Photo courtesy of Bee Jarrett-Donovan
Photo courtesy of Bee Jarrett-Donovan

Last Wednesday the Federal Court of Australia made a consent determination which granted native title to the Gumbaynggirr People over the Gumma Peninsula and Islands.

Guardian News has spoken with Colin Jarrett who was one of two elected speakers to the claim.

He said he was "honoured" to speak on behalf of his elders who made the original claim but did not live to see this day.

He said he felt their spirit with him last Wednesday, and that gave him courage.

"It was a very emotional day and it was a very proud moment when we heard we'd won," he said.

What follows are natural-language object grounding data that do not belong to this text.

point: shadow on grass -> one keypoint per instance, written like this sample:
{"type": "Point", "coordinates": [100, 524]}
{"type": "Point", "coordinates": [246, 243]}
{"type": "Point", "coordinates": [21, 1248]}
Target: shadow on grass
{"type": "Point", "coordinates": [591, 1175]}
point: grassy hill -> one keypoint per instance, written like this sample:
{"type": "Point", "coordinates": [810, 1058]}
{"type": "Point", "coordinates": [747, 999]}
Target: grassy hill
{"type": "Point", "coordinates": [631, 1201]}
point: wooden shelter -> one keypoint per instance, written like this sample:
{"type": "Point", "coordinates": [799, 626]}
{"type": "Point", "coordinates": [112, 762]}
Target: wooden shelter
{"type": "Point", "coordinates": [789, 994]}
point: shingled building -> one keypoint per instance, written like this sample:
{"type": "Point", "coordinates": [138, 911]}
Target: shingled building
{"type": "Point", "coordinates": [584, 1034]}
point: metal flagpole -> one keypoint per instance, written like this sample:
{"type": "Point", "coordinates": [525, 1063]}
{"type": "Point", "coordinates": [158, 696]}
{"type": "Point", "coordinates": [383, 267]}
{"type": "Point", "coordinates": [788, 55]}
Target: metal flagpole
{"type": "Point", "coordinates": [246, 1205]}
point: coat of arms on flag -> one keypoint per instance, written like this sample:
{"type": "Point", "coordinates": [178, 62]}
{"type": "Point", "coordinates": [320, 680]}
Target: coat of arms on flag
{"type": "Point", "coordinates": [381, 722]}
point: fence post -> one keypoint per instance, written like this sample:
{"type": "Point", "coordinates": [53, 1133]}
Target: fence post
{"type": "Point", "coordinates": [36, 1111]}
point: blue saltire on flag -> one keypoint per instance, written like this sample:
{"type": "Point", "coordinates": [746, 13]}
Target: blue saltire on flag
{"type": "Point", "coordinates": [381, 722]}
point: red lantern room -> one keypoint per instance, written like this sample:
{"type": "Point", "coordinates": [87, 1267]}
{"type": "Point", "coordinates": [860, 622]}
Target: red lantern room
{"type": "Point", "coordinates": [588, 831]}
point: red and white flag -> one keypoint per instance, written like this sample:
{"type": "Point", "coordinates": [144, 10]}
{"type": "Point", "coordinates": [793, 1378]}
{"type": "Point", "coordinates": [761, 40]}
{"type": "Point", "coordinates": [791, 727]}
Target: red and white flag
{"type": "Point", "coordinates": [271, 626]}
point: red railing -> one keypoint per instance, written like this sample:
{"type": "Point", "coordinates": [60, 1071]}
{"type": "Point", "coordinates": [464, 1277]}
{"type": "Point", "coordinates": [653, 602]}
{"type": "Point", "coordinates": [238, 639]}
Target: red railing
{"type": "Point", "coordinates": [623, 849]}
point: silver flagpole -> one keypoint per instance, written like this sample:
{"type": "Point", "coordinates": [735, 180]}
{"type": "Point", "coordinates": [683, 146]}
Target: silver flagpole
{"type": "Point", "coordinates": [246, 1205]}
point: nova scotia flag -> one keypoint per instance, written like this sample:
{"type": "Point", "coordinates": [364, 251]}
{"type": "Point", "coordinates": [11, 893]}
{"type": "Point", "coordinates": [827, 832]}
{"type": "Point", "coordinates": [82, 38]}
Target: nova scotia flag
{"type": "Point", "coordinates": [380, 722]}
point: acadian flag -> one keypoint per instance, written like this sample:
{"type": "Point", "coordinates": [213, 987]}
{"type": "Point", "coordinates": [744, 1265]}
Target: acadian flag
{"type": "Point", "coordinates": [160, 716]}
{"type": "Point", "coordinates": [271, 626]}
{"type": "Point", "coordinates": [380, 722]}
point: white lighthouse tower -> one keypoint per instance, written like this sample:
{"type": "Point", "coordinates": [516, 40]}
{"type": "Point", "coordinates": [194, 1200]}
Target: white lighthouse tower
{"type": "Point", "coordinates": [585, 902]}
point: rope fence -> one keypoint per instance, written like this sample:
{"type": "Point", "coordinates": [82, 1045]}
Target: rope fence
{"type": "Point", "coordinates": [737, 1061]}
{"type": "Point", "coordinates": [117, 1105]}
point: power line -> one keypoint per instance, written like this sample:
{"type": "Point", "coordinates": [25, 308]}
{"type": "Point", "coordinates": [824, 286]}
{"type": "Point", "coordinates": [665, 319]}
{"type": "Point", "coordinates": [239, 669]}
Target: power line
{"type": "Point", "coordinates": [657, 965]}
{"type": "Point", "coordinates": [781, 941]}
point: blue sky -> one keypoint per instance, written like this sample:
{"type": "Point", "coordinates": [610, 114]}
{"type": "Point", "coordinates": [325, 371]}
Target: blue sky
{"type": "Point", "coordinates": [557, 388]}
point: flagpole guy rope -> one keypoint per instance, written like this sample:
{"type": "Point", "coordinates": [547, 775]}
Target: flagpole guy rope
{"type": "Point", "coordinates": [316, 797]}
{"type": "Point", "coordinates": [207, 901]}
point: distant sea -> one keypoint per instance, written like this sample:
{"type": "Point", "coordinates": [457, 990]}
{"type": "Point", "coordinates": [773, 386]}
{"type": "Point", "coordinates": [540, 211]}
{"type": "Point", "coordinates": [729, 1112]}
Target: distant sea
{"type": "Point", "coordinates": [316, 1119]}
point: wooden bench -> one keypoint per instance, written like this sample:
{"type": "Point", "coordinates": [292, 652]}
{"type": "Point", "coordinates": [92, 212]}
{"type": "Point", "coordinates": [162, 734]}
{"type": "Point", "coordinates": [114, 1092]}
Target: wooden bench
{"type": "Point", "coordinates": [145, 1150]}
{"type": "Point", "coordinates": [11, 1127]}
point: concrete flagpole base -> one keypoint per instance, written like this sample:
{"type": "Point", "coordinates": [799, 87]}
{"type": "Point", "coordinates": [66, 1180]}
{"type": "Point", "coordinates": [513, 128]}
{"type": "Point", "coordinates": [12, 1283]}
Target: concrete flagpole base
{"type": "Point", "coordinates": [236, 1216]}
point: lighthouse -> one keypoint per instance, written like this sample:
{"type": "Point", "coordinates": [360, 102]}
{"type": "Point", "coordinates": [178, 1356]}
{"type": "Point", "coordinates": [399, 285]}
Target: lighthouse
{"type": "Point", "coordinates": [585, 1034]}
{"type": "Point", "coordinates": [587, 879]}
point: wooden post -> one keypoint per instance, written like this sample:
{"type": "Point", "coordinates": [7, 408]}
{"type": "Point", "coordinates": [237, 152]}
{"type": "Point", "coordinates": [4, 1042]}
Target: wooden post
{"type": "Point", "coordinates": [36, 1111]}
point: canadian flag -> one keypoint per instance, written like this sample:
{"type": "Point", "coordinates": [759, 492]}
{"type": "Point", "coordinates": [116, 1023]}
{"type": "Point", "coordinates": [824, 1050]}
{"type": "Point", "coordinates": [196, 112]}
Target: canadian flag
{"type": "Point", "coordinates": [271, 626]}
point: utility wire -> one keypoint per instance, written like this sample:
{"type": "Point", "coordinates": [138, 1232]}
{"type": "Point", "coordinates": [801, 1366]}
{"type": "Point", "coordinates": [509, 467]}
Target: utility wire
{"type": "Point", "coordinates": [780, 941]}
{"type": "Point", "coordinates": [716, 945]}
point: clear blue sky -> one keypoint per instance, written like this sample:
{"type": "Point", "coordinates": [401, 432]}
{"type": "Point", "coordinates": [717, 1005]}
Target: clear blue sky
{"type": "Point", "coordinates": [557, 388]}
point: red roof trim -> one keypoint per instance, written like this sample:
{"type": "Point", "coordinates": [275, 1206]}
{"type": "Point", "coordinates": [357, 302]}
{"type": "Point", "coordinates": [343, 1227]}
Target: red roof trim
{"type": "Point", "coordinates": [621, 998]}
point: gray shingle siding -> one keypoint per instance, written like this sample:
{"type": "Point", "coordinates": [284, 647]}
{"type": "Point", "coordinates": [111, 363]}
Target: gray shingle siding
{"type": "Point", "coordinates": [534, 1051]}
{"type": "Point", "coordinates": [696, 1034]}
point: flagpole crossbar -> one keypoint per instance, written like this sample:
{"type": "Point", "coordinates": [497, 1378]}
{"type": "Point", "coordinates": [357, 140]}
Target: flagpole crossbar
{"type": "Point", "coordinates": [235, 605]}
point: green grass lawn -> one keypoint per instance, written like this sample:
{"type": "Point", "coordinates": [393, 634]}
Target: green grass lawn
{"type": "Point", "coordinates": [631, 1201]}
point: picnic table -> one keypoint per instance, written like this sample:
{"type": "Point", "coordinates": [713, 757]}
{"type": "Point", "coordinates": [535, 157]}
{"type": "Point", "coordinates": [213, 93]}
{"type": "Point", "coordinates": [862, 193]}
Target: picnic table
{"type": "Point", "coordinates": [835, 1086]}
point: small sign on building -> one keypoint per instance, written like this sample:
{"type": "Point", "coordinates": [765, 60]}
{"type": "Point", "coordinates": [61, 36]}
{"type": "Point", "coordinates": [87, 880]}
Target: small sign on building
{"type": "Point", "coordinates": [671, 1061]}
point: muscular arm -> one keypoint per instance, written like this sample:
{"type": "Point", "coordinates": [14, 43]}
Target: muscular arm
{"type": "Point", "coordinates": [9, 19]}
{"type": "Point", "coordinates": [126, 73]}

It's been a fight that's taken over 30 years to resolve; in 1996 while waiting for the outcome from a land claim made in 1984, 17 Elders put in a native title claim for Gaagal Wanggaan (South Beach).

In 2014, after a 17-year-long wait, Justice Jayne Jagot handed down the consent determination during a special sitting in Nambucca Heads, while hundreds of people looked on and cheered.

"The fundamental truth that justice delayed is justice denied should never be overlooked and must guide our future efforts," Justice Jago said.

The land and waters of the Gumma Peninsula and Islands were originally included in that claim, but it was decided that in order to get the best outcome, that area would be left out and addressed separately later.

But now, five years after that first consent determination, the Gumbaynggirr People have cause to celebrate again with this second ruling going in their favour.

A ceremonial celebration will mark the occasion in the near future.

The Boney-Witt claim over a section of the Wenonah Head was also determined last Wednesday and native title granted to the Gumbaynggirr People.